Windows DHCP server has so far met the HA requirement by enabling hosting of the DHCP server on a Windows Failover Cluster or by split scope deployments. These mechanisms have their own disadvantages. The split scope mechanism relies on configuring identical scopes on two DHCP servers and setting up the exclusion ranges in such a fashion that 80% of a subnet’s IP range is used for leasing out IP addresses by one of the servers (primary) and remaining 20% by the other server (secondary). The secondary server is often configured to respond to clients with a slightly delayed response so that clients use IP addresses from the primary server whenever it is available. Split scope deployments suffer from two problems. IPv4 subnets often run at utilization rates above 80%. In such subnets, split scope deployment is not effective given the low free pool of IP addresses available. The other issue with split scope is the lack of IP address continuity for clients in case of an outage of the primary server. Since the IP address given out by the primary DHCP server would be in the exclusion range of the secondary server, the client will not be able to renew the lease on the current IP address and will need to obtain a new IP address lease from the secondary server.

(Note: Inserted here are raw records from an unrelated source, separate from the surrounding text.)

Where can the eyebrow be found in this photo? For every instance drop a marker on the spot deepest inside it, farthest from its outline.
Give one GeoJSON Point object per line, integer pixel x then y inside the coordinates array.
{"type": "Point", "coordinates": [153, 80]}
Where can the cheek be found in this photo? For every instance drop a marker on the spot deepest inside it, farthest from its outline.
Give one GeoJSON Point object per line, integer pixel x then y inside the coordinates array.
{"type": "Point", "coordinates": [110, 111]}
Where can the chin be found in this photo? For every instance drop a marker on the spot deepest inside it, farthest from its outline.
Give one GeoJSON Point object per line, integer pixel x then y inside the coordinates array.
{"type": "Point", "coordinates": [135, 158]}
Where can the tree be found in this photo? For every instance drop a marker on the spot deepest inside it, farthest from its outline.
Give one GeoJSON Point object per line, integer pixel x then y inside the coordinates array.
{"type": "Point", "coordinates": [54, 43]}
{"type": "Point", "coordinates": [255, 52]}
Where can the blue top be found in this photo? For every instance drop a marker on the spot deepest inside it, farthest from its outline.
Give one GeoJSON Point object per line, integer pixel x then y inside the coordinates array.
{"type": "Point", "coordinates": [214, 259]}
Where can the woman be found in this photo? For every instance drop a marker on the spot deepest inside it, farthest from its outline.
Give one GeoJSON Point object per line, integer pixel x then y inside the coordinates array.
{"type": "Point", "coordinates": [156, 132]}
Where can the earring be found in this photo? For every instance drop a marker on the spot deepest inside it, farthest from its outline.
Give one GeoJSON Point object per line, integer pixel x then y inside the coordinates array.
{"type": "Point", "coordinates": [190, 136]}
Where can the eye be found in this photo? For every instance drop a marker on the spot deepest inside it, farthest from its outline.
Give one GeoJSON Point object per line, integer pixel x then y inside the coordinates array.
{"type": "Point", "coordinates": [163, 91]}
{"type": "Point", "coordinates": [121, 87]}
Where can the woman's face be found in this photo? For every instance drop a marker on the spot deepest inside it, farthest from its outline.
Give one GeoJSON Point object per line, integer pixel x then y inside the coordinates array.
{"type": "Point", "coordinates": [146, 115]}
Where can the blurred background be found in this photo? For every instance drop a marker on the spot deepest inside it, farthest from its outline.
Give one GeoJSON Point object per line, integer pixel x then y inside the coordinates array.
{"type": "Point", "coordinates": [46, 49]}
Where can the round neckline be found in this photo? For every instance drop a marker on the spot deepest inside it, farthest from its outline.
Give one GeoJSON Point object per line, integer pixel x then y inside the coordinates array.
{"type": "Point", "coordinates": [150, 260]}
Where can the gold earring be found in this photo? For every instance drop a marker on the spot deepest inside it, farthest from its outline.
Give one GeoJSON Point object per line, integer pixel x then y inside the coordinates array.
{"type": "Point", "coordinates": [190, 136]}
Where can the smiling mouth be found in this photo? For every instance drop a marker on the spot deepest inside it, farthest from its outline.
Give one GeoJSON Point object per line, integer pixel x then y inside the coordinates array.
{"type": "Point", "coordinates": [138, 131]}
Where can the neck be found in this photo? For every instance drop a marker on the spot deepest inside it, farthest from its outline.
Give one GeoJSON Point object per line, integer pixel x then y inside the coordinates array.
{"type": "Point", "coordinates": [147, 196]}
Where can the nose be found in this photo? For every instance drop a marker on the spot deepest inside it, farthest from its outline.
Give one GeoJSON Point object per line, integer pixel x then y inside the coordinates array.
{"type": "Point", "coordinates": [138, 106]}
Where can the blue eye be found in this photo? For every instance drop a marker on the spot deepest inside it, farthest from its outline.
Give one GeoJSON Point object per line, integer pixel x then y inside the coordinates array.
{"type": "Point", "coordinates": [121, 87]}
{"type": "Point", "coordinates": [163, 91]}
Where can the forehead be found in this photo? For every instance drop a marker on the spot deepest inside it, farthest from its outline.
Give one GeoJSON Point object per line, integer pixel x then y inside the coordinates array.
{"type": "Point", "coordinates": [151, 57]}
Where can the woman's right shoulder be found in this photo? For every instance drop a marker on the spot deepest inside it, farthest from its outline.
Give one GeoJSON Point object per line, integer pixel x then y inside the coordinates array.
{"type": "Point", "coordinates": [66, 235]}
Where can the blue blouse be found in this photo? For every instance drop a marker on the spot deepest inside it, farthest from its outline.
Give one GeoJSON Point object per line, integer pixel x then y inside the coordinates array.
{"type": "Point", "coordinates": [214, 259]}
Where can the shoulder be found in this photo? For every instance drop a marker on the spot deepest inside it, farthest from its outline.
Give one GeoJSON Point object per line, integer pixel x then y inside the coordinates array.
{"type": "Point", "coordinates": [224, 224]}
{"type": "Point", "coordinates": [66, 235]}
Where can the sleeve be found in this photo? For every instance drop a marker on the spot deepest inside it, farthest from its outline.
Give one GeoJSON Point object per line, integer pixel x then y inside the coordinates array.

In the case of split scope, the two DHCP servers are oblivious to each other’s presence and do not synchronize the IP address lease information.

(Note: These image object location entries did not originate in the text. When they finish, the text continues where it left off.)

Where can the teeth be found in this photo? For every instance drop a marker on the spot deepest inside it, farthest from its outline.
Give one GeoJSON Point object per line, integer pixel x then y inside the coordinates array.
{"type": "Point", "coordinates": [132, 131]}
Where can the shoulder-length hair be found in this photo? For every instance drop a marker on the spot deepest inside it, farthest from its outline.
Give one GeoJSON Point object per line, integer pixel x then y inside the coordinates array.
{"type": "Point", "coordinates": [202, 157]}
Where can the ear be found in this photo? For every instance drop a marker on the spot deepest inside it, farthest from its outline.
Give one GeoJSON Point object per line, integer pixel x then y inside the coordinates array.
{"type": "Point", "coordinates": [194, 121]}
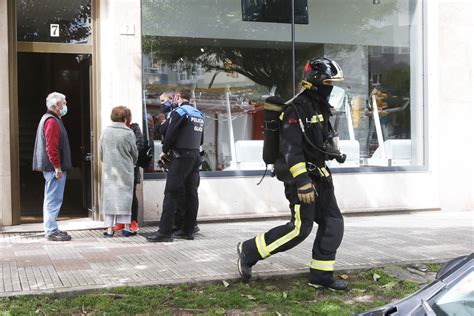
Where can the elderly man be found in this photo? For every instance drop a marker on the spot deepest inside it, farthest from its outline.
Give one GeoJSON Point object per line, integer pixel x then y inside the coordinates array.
{"type": "Point", "coordinates": [52, 156]}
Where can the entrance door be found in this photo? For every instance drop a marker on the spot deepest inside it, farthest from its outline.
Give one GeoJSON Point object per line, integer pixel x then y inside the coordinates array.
{"type": "Point", "coordinates": [38, 75]}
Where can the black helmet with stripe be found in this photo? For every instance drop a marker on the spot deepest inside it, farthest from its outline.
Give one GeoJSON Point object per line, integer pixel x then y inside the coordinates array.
{"type": "Point", "coordinates": [321, 70]}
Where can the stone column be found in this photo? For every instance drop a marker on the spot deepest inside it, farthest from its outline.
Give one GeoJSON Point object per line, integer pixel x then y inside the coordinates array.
{"type": "Point", "coordinates": [5, 172]}
{"type": "Point", "coordinates": [120, 63]}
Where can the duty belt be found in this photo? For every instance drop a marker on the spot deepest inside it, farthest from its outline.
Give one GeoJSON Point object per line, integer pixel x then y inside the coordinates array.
{"type": "Point", "coordinates": [321, 171]}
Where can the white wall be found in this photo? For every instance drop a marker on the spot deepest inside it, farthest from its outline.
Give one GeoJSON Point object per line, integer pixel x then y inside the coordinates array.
{"type": "Point", "coordinates": [5, 174]}
{"type": "Point", "coordinates": [120, 58]}
{"type": "Point", "coordinates": [455, 101]}
{"type": "Point", "coordinates": [120, 61]}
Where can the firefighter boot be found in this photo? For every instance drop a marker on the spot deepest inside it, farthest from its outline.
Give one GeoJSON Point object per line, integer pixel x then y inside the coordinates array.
{"type": "Point", "coordinates": [245, 268]}
{"type": "Point", "coordinates": [318, 278]}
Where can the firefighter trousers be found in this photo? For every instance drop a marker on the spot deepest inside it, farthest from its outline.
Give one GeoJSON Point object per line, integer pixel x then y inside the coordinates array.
{"type": "Point", "coordinates": [325, 212]}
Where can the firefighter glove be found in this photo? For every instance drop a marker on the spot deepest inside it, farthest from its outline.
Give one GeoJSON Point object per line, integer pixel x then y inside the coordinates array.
{"type": "Point", "coordinates": [306, 193]}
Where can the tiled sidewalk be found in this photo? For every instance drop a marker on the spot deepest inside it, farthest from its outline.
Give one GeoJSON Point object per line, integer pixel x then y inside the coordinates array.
{"type": "Point", "coordinates": [30, 265]}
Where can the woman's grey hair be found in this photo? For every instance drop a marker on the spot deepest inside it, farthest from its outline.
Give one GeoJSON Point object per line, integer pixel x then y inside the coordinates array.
{"type": "Point", "coordinates": [53, 98]}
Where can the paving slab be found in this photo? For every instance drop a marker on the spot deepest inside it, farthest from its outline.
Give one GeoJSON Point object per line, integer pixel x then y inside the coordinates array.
{"type": "Point", "coordinates": [29, 264]}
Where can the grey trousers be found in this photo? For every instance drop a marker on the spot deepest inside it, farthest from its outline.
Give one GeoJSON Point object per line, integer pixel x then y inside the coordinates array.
{"type": "Point", "coordinates": [111, 220]}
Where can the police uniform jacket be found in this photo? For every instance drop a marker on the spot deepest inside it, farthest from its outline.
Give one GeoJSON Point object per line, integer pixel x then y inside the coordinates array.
{"type": "Point", "coordinates": [183, 129]}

To host the DHCP server on a Windows Failover Cluster, the DHCP database needs to be hosted on a shared storage accessible to both nodes of a cluster in addition to the deployment of the cluster itself. DHCP servers running on each node of the cluster operate on the same DHCP database hosted on the shared storage. In order to avoid the shared storage being the single point of failure, a storage redundancy solution needs to be deployed. This increases the complexity as well as the TCO of the DHCP high availability deployment.
The Windows Server 2012 DHCP failover mechanism eliminates these shortcomings and provides a vastly simplified deployment experience. Moreover, DHCP failover is supported in all editions (Foundation, Standard, Data Center) of Windows Server 2012. As one of the server reviewers aptly put it, this is high availability of DHCP on a low budget!

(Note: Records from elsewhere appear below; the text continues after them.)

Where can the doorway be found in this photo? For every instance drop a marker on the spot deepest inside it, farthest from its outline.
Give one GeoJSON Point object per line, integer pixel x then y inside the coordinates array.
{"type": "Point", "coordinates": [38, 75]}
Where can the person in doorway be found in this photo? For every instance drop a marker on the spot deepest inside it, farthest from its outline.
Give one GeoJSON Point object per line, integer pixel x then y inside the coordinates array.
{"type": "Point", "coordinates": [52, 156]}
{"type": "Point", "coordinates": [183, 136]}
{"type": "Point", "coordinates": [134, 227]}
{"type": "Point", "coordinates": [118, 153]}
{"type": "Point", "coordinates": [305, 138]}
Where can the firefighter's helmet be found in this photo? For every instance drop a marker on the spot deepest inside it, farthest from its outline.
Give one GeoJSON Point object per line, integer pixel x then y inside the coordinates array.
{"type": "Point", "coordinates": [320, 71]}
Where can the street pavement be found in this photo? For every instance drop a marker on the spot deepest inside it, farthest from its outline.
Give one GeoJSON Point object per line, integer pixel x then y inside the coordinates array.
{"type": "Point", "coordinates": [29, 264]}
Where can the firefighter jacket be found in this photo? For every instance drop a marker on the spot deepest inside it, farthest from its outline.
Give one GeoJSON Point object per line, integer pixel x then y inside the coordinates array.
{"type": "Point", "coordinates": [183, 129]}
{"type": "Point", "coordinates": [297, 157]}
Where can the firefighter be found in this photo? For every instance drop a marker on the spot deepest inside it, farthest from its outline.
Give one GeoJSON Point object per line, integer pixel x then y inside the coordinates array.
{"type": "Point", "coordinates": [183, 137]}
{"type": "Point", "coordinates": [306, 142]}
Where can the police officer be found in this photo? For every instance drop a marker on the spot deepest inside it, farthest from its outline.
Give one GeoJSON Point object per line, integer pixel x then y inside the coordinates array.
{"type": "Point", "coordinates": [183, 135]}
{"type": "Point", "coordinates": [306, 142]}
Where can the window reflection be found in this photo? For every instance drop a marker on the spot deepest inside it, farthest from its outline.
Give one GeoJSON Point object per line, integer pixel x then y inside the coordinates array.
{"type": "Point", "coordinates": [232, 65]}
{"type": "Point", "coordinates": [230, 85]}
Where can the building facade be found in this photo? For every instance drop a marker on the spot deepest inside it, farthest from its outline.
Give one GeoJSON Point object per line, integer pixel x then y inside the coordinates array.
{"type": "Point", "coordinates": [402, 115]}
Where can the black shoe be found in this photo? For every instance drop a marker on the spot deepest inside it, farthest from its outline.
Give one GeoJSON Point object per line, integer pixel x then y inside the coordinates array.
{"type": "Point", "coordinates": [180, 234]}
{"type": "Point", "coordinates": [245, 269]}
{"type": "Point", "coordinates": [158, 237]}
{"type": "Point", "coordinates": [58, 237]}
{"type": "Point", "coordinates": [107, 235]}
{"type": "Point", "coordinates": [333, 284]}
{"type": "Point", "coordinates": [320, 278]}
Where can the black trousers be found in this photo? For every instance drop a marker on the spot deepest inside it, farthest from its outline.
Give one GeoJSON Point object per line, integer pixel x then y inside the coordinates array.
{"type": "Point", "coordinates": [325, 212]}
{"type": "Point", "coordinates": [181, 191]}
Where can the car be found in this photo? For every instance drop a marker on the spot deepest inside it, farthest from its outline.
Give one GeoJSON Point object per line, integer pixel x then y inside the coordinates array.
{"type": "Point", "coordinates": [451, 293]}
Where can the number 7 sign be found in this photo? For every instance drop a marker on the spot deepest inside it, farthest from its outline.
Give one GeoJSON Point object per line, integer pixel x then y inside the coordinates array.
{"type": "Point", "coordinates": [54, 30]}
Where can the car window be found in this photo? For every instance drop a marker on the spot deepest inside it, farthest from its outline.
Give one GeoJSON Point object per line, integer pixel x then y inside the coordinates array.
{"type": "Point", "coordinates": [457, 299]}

DHCP failover can be configured using the DHCP MMC as well as the DHCP PowerShell cmdlets. Everything you can do via the MMC for DHCP failover is achievable via the DHCP PowerShell cmdlets as well. The DHCP MMC provides a Failover Setup wizard which greatly eases the setup of failover. There are two launch points in the DHCP MMC from which a user can start the wizard. The right click menu options on the IPv4 node now have a Configure failover… option. If launched from here, all the scopes on the server which are not yet setup for failover are selected for failover configuration. Alternatively, if you select one or more scopes and right click, you will see the same Configure Failover… option. If launched in this fashion, only the selected scopes are configured for failover. Please see the step by step guide to setup failover using DHCP MMC. You can download the “Understanding and Troubleshooting guide” here.
For the command line users, DHCP PowerShell provides the following PowerShell cmdlets for setting up and monitoring failover:
In addition to these, Get–DhcpServerv4ScopeStatistics cmdlet which returns scope statistics has a “-failover” switch. Specifying this switch causes the cmdlet to return failover specific statistics for scopes which are configured for failover.
In conclusion, DHCP failover in Windows Server 2012 provides a high availability mechanism for DHCP which is very easy to deploy and manage and caters to the critical requirements of continuous availability of DHCP service and IP address continuity for the clients. Early adopters of the feature have shared our enthusiasm for this critical DHCP functionality and feedback from them has been very positive.
Give it a spin on Windows Server 2012 Release Candidate and we hope that you will find it useful!